Wednesday, August 23, 2006

$1.3 Billion in State Integrated Eligibility Spending by FY09.

Input: State spending driven by need to improve efficiencies and contain costs. An estimated $1.3 billion will be spent by states to bring integrated eligibility services to the Web for use by state and county workers as well as citizens. The upturn will be driven by new administrations looking to capture savings and make their marks in terms of improving citizen service.

After a short dip in enthusiasm for integrated eligibility projects, states will show renewed interest in these projects between now and fiscal year 2009 (FY09). States that didn’t have projects well underway before 2006 likely chose to take a wait-and-see attitude. However, with Medicaid spending eating up budget surpluses and case loads rising, every state will be forced to consider this option.

State integrated eligibility projects are intended to capture new efficiencies by tying together multiple health care and social services programs, such as Medicaid, food stamps, Temporary Assistance to Needy Families (TANF), and the state children’s health insurance programs (SCHIP), into a single Web-enabled interface. This creates savings by eliminating duplicative and labor-intensive processes as well as errors that occur as a result of using paper forms, legacy interfaces, and requiring citizens to seek enrollment for each program separately.
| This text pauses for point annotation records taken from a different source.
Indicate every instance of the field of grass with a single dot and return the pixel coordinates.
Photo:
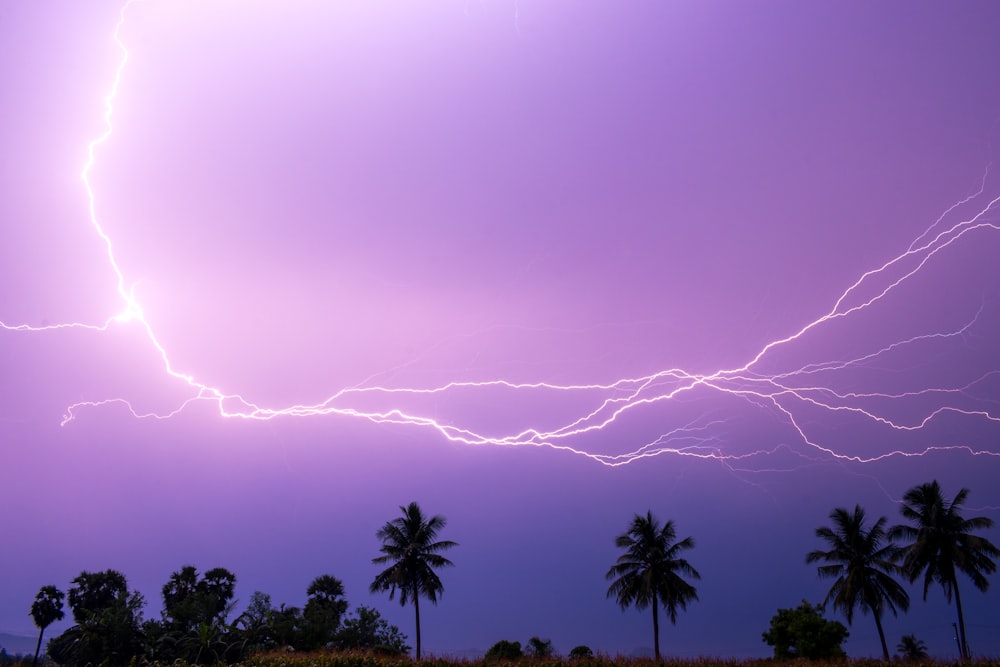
(362, 659)
(371, 660)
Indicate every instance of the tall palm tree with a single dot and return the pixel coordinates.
(862, 562)
(409, 543)
(649, 572)
(46, 610)
(942, 545)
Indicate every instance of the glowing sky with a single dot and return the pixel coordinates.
(537, 265)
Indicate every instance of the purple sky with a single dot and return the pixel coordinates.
(331, 212)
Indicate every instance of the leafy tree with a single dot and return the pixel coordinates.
(46, 610)
(367, 630)
(255, 622)
(108, 619)
(286, 625)
(804, 633)
(942, 545)
(504, 650)
(194, 614)
(323, 611)
(862, 562)
(649, 572)
(409, 543)
(540, 648)
(911, 648)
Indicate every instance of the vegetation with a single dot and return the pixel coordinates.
(195, 625)
(504, 650)
(862, 562)
(46, 610)
(649, 573)
(942, 545)
(911, 648)
(410, 543)
(802, 632)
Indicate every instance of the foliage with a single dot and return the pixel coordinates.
(323, 611)
(504, 650)
(911, 648)
(255, 623)
(539, 649)
(193, 626)
(108, 619)
(46, 610)
(367, 630)
(649, 572)
(409, 543)
(942, 545)
(802, 632)
(862, 562)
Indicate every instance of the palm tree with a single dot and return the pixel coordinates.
(942, 545)
(911, 648)
(862, 562)
(46, 610)
(408, 542)
(649, 572)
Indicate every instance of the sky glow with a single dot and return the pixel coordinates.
(720, 251)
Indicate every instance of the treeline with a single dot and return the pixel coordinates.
(867, 561)
(194, 625)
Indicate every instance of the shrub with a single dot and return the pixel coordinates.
(504, 650)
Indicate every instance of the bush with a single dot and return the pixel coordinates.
(804, 633)
(504, 650)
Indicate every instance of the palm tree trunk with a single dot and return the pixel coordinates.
(881, 635)
(38, 647)
(961, 620)
(656, 629)
(416, 606)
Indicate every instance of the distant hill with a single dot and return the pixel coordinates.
(14, 644)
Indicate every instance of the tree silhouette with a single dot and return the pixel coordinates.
(802, 632)
(323, 611)
(408, 542)
(649, 572)
(862, 562)
(107, 618)
(46, 610)
(911, 648)
(942, 545)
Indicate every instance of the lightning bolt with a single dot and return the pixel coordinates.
(787, 395)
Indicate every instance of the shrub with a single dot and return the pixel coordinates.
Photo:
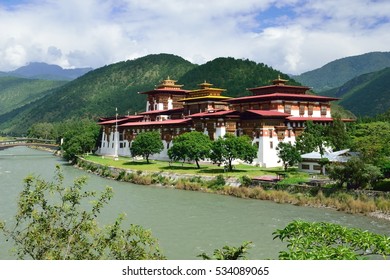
(245, 181)
(218, 183)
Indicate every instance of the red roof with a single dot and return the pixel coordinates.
(214, 114)
(268, 113)
(166, 90)
(161, 112)
(113, 121)
(167, 122)
(282, 96)
(314, 119)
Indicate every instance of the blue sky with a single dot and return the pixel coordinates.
(293, 36)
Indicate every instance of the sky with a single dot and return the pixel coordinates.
(292, 36)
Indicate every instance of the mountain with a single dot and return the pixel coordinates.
(44, 71)
(99, 92)
(17, 92)
(338, 72)
(365, 95)
(234, 75)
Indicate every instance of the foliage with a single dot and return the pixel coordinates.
(191, 146)
(288, 154)
(338, 72)
(312, 139)
(42, 131)
(217, 183)
(225, 150)
(98, 92)
(146, 144)
(372, 140)
(326, 241)
(229, 252)
(17, 92)
(245, 181)
(79, 137)
(232, 74)
(355, 173)
(54, 222)
(337, 134)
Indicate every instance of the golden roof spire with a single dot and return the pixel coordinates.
(279, 81)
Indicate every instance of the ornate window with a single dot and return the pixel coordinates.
(287, 108)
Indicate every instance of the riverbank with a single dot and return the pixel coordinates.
(369, 203)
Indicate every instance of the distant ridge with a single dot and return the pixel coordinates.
(365, 95)
(44, 71)
(336, 73)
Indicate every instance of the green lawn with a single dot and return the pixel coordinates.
(187, 168)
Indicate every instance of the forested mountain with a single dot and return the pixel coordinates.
(99, 92)
(17, 92)
(44, 71)
(366, 95)
(234, 75)
(340, 71)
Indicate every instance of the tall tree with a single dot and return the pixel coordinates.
(355, 173)
(79, 137)
(337, 134)
(225, 150)
(288, 154)
(326, 241)
(372, 141)
(55, 222)
(146, 144)
(190, 146)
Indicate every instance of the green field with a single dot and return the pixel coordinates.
(189, 168)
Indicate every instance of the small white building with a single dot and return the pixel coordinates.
(311, 162)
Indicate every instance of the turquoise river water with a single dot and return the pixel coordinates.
(186, 223)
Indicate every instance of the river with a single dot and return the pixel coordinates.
(186, 223)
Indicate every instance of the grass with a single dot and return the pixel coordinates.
(336, 198)
(186, 168)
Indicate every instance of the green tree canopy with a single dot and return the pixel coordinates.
(225, 150)
(146, 144)
(190, 146)
(326, 241)
(312, 139)
(55, 222)
(372, 141)
(288, 154)
(355, 173)
(337, 134)
(79, 137)
(42, 131)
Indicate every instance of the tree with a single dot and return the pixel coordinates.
(372, 141)
(146, 144)
(54, 222)
(355, 173)
(41, 131)
(288, 154)
(326, 241)
(337, 134)
(79, 137)
(190, 146)
(313, 138)
(225, 150)
(229, 252)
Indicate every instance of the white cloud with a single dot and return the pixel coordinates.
(290, 35)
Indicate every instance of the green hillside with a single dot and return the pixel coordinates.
(16, 92)
(99, 92)
(366, 95)
(234, 75)
(338, 72)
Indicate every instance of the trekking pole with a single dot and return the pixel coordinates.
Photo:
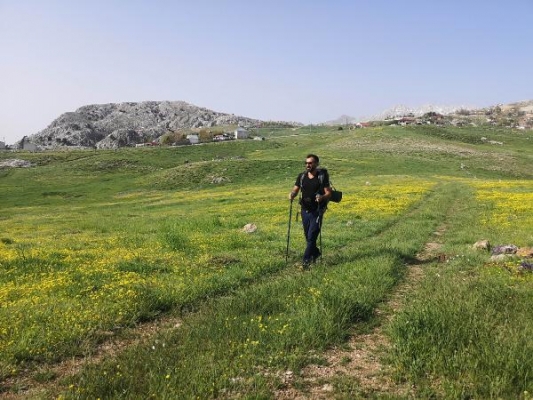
(288, 234)
(320, 235)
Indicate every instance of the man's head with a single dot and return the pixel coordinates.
(311, 162)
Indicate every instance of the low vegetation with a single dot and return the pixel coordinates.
(95, 245)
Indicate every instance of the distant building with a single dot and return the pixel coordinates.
(241, 133)
(193, 138)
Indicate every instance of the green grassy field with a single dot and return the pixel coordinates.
(94, 245)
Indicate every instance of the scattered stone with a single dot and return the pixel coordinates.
(249, 228)
(328, 387)
(525, 252)
(481, 245)
(501, 257)
(504, 249)
(15, 163)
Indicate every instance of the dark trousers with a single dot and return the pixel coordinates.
(311, 221)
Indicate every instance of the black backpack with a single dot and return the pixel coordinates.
(336, 196)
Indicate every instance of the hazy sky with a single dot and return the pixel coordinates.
(295, 60)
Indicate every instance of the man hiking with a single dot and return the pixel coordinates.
(315, 190)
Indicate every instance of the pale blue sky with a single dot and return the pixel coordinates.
(295, 60)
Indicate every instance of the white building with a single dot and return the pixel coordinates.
(241, 133)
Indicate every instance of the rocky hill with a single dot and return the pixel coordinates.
(125, 124)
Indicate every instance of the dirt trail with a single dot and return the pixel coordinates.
(359, 361)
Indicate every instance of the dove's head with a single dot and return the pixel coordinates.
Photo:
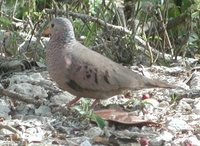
(62, 29)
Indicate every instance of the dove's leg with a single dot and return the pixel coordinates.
(73, 101)
(95, 103)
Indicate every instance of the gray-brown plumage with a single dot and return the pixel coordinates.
(86, 73)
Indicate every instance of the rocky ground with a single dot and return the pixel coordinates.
(32, 112)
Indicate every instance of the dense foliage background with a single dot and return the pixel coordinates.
(127, 31)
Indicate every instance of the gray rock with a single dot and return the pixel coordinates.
(86, 143)
(43, 110)
(177, 125)
(4, 109)
(93, 132)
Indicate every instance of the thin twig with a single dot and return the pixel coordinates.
(16, 96)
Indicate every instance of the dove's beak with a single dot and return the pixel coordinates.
(46, 32)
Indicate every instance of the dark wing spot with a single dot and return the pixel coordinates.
(78, 68)
(88, 76)
(86, 67)
(72, 84)
(95, 78)
(106, 77)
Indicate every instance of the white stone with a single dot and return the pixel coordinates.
(177, 125)
(43, 111)
(28, 90)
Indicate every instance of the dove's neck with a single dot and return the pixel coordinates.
(64, 37)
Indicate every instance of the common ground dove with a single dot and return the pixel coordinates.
(86, 73)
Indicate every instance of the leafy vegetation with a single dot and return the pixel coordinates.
(109, 27)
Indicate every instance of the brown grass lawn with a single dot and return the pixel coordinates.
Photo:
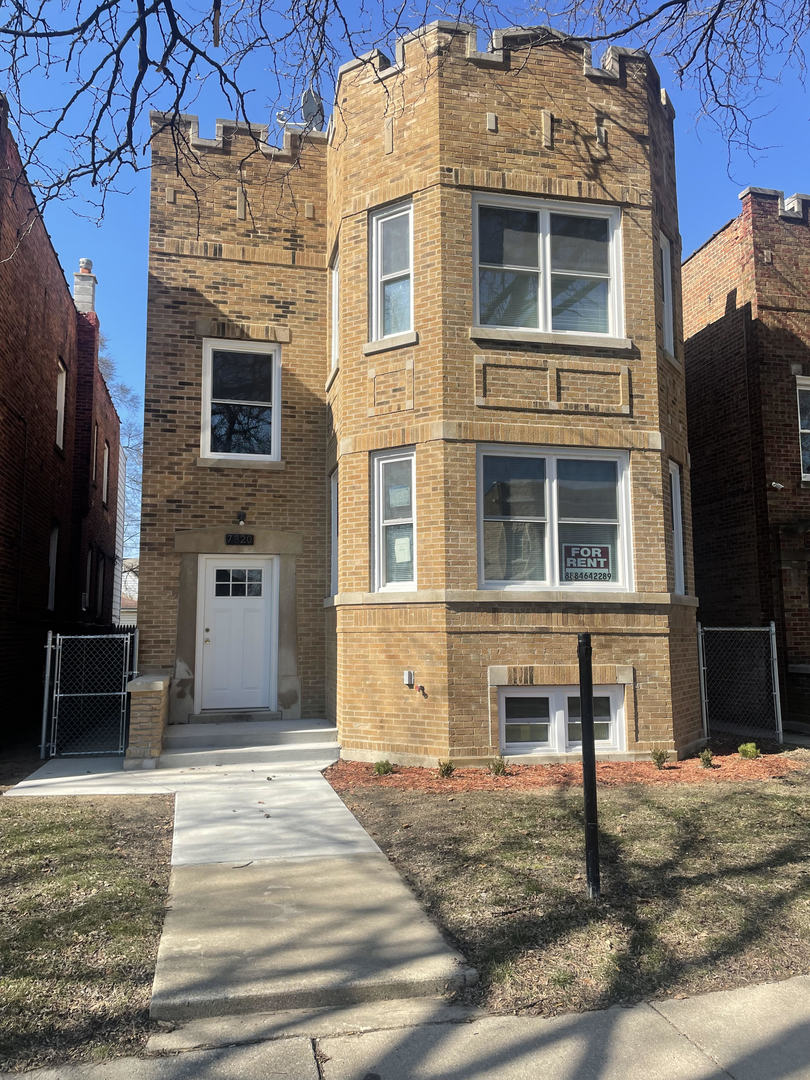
(704, 886)
(83, 883)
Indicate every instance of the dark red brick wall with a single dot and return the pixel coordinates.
(38, 327)
(752, 540)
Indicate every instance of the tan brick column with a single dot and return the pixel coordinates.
(148, 715)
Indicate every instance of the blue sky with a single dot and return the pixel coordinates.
(707, 197)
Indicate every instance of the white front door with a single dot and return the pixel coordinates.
(237, 617)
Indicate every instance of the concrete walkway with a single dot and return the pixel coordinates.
(280, 900)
These projects have intensive requirements for service oriented architecture (SOA) consulting services as well as adept vendors of XML-based middleware for health care and social services.

Recent controversies surrounding big bang projects like the $800 million Texas Integrated Eligibility Redesign System (TIERS) will drive states toward more iterative approaches to integrated eligibility. Everyone looked past the low-key, successful implementations in Pennsylvania and Massachusetts a few years ago and got excited about the potentially huge short-term returns of a project like TIERS. The next wave of projects will follow the more patient example of states like Utah, New York, and North Carolina, which are taking phased approaches that minimize the risk of service disruptions upon rollout of the new interface.